"The choices we make change
the story of our life." ©
Wednesday, August 23, 2006
August 23, 2006
Guest Blogger: Charles Gibson
Mr. Shobe was the teacher for my Current Events class my sophomore year in high school. He was in his fifties with shorter hair (his name wasn't Chuck though, I don't think), and a product of the depression/WWII generation. He was no nonsense and very straightforward. I can't remember what this assignment had to do with current events, but he wanted us to write down a profession that we thought was dishonorable. In my view, as a 16 year-old, that was a garbage collector. All the stink and mess, how yucky to deal with all that stuff. I wrote down garbage collector expecting him to agree with me. What honor was there in dealing with trash?
Mr. Shobe, to say the least, took issue with my choice. He didn't say "I understand why you feel that way" or " let's look at this from a different perspective." He simply wrote on my paper that I was wrong. That being a garbage collector (meaning someone that drives a garbage truck and picks up the trash, not a dumpster diver) is honorable because civilized society cannot function without the removal of the garbage it generates.
I was a little bit shocked that day, because I wasn't used to being confronted directly, even if only on paper. I think Mr. Shobe wanted something like drug dealer or mafia kingpin, someone who harmed society. I remember little else about that class, but that confrontation was burned into my soul, and the Lord has reminded me of it many times since. There is honor in hard work and honor in cleaning up messes. Not just cleaning up physical messes but beliefs and thoughts that are garbage and lies as well.

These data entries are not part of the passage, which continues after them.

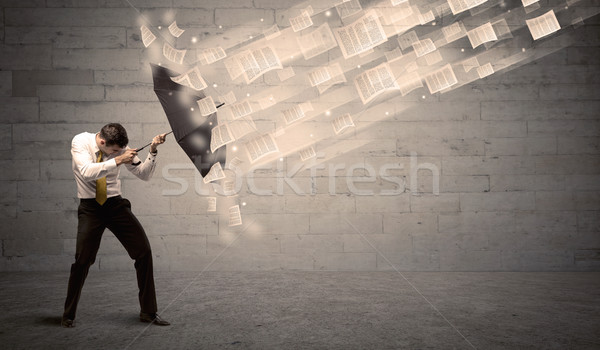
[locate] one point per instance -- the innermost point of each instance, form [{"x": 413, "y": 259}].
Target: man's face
[{"x": 109, "y": 150}]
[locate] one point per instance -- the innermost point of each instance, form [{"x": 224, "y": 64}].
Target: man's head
[{"x": 112, "y": 138}]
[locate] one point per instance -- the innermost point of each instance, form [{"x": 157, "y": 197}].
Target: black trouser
[{"x": 115, "y": 215}]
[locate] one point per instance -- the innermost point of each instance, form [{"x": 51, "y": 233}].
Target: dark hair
[{"x": 114, "y": 134}]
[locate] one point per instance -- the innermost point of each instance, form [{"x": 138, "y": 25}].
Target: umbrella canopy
[{"x": 191, "y": 130}]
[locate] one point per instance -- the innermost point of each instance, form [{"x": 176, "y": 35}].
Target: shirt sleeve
[
  {"x": 144, "y": 170},
  {"x": 86, "y": 164}
]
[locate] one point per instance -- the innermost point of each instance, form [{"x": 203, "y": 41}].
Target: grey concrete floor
[{"x": 309, "y": 310}]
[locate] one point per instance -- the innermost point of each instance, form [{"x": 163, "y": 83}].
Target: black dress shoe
[
  {"x": 67, "y": 323},
  {"x": 153, "y": 318}
]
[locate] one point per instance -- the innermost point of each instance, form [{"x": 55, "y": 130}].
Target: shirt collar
[{"x": 95, "y": 148}]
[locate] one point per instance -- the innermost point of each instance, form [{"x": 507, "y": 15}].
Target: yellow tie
[{"x": 100, "y": 186}]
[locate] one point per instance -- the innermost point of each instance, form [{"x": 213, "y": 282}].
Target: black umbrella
[{"x": 191, "y": 130}]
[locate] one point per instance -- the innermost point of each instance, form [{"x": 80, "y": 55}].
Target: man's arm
[{"x": 86, "y": 164}]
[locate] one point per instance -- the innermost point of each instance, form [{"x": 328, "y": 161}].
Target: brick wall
[{"x": 517, "y": 154}]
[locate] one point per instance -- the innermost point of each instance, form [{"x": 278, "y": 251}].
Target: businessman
[{"x": 97, "y": 160}]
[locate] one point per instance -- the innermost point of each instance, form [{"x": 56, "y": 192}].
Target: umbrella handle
[{"x": 141, "y": 148}]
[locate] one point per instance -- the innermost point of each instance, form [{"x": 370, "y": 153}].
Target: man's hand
[
  {"x": 126, "y": 157},
  {"x": 157, "y": 140}
]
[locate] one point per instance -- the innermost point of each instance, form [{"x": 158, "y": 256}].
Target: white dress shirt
[{"x": 85, "y": 151}]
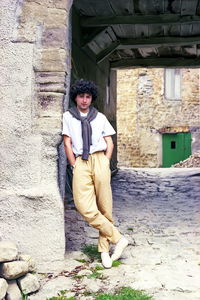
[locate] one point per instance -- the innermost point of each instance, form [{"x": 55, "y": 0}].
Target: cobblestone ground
[{"x": 158, "y": 210}]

I believe that much of the work of us becoming like Christ is about taking every thought captive to the obedience of Christ (II Cor. 10:5) and not conforming to this world but being transformed by the renewing of our minds (Rom. 12:2).
As I wrote yesterday, I became a Christian when I was 16. It was during the first semester of my sophomore year. It was exciting for about two months. The most immediate change was an instant desire to start going to church every week. I had mostly hated going to church before that. I think it was God's grace that I was not saved until I had my driver's license and could drive myself to church. My family was very sporadic with church attendance, and my growth may have been snuffed out before it started. I went every Sunday, even if the rest of my family was still in bed.
As soon I hit the second semester of my sophomore year, the Lord started to confront my sense of protectiveness and the smug, quiet arrogance that had grown around it. I believed I could pretty much look out for myself. I thought I had life figured out more then the rest of my family, at least spiritually.
Then on January 28, 1986, the space shuttle Challenger exploded. My experience of that event, watching it on TV while working on a geometry assignment in the high school library, was the subject of my first God Allows U-Turns story, published, as I said before, in the American Moments volume.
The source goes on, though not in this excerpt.